すでにそれ以前から,つまり補正予算案件が決定しそうな前後から,各自治体には連絡が送られ続けて,次から次へと新しい情報や見直された情報が届いていたようです。そして,年明けに補正予算が成立するのを見計らう形で,年末年始に全国の自治体の要望確認をしているところのようです。
関係者の皆さんは,いまもずっと詳細を詰めるために検討作業や調整作業を続けています。ここでご紹介した情報も,細かいところは現在進行で見直される可能性もあります。

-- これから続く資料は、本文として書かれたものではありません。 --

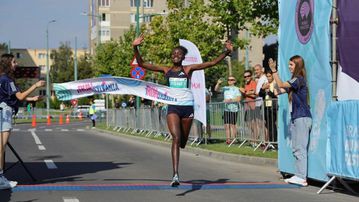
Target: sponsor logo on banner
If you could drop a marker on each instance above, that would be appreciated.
(304, 20)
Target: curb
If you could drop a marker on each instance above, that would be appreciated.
(252, 160)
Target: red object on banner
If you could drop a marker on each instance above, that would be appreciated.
(138, 73)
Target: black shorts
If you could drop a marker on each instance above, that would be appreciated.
(181, 111)
(230, 117)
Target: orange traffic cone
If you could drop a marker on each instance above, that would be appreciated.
(67, 119)
(48, 120)
(60, 120)
(80, 116)
(33, 124)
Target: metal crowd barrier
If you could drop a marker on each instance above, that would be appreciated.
(255, 126)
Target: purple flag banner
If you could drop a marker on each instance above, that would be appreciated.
(348, 37)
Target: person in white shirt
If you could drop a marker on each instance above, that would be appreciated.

確かに,大きな金額が動く国家事業であり,そこに幾らでも怪しさが紛れ込む余地があるかも知れません。しかし,私たちが前向きな関心を抱き続けることで,指摘され得る懸念に対応する改善力が与えられますし,適度な緊張関係のもとで様々な手続きも適切に行なわれるようになるはずです。そのような関心の持ち方をしたいところです。
今回のGIGAスクール構想にあたって,担当課長さんは次のようなことを強調しておられます。
「何をするのかはあくまで手段 何のためにするのか(目的)が極めて重要!」
その目的は,文部科学大臣のメッセージをはじめ,各所で各様に述べられてきているものです。それらをいつでも気にしつつ,同時に私たちは「初めの問い」に戻る姿勢も合わせて持ち続けたいと思います。